Consider all the Democratic members of Congress from heartland states who sold their constituents down the river by supporting ACES. Led by Rep. Collin C. Peterson of Minnesota, these rural Democrats auctioned their votes to the administration and House Speaker Nancy Pelosi, California Democrat, even though the economic burden of a cap-and-trade scheme falls disproportionately on their own coal-dependent states. In exchange for concessions to the powerful agribusiness lobby, which donates heavily to candidates, these lawmakers agreed to support legislation that harms the voters who sent them to Washington.

Texas is a major producer and user of hydrocarbon energy, so you wouldn't expect Waxman-Markey to win much support there. Yet Rep. Gene Green, Texas Democrat, traded his vote for concessions to refineries, which also donate big to campaigns.

Rep. Rick Boucher of Virginia, the voice of coal interests in the Democratic Party, claims to have earned a seat at the dinner table with his early and eager support of cap-and-trade. The problem is that the coal industry is on the menu. After all, as Mr. Obama told the San Francisco Chronicle, cap-and-trade is designed to "bankrupt" coal-fired power plants.

Rep. Alan Grayson, Florida Democrat, came cheap. All he wanted for his vote was enough money for a hurricane-research center in his district, according to the Politico.

The list of sellouts goes on, but you get the point. Suffice it to say: In the week before the June 26 vote, the Waxman-Markey legislation grew by 600 pages to accommodate all the special favors Mrs. Pelosi had used to buy off members of her own caucus.

Then there are the mysteries. Rep. Zack Space, Ohio Democrat, voted for ACES even though he represents a district that went against Mr. Obama in a state that relies on coal for energy. New Jersey's Mr. Smith voted for the bill, though his constituents voted for Sen. John McCain in November and his district is home to a coal-fired power plant. Maybe these gentlemen are true global-warming alarmists. More likely, they may have been swayed by some beneficial provision tucked away in the bill's dense 1,500 pages. Only the lobbyists can know for sure.

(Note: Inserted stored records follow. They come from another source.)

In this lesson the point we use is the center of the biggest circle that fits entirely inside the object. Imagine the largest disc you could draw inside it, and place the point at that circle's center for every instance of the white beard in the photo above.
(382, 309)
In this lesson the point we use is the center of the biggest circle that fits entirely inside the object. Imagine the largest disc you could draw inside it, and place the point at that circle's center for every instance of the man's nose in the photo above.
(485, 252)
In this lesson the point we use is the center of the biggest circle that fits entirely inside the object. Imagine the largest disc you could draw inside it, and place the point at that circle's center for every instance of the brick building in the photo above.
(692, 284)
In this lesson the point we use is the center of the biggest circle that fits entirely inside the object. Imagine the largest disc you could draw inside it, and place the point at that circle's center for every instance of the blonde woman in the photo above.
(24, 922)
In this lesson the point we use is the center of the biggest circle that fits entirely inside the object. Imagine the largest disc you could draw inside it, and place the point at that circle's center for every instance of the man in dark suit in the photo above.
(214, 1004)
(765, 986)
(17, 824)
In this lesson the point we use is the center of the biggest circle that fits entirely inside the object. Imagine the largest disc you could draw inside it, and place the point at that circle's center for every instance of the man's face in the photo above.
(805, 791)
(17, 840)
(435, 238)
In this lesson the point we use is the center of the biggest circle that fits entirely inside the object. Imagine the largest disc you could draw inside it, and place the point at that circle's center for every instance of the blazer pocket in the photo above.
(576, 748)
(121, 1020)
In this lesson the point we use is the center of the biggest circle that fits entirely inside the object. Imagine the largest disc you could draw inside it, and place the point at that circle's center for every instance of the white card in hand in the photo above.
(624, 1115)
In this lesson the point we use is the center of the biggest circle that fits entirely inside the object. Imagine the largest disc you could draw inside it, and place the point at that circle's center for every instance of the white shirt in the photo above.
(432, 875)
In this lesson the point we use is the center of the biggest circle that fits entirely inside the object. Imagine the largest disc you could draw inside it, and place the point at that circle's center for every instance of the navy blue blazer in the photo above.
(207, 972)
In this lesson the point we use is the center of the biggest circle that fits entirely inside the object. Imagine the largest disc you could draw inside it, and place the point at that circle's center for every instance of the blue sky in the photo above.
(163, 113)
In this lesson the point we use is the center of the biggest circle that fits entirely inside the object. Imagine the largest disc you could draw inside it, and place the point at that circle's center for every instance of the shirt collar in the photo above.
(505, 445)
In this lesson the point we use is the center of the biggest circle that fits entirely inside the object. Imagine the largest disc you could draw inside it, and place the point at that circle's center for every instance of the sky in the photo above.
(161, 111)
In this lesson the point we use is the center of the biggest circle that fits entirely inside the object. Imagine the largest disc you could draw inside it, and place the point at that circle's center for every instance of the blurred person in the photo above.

None of this is to say conservatives should go easy on Republicans. Indeed, they should be outraged that Rep. Jeff Flake, Arizona Republican, who actually claims to be a conservative, missed the vote altogether to attend a beauty pageant. Talk about misplaced priorities.

There are cap-and-traitors outside of Congress, too. Several major American corporations - including Caterpillar Inc. (why their shareholders put up with this is a mystery), Dow Chemical Co., Alcoa Inc. and General Electric Co. - banded together to form the U.S. Climate Action Partnership and lobby for cap-and-trade.

They seek a specific policy designed to guarantee short-term windfall profits at the expense of American energy consumers. These companies' combined support gave Waxman-Markey's supporters a crucial talking point on the claimed economic benefits of "doing something" about climate change.

What did the proverbial 30 pieces of silver buy? Not much, at least in terms of global warming. Using the same emissions scenarios employed by the U.N. Intergovernmental Panel on Climate Change, environmental scientist Chip Knappenberger of the Institute for Energy Research calculates that the American Clean Energy and Security Act would reduce global warming by nine-hundredths of 1 degree Fahrenheit, at a cost of hundreds of billions of dollars.

Clearly, this bill is all pain and no gain. When the pain hits, citizens should remember who imposed it on them.

Fred L. Smith Jr. is president of the Competitive Enterprise Institute (CEI). William Yeatman is an energy policy analyst at CEI and a contributor to Globalwarming.org.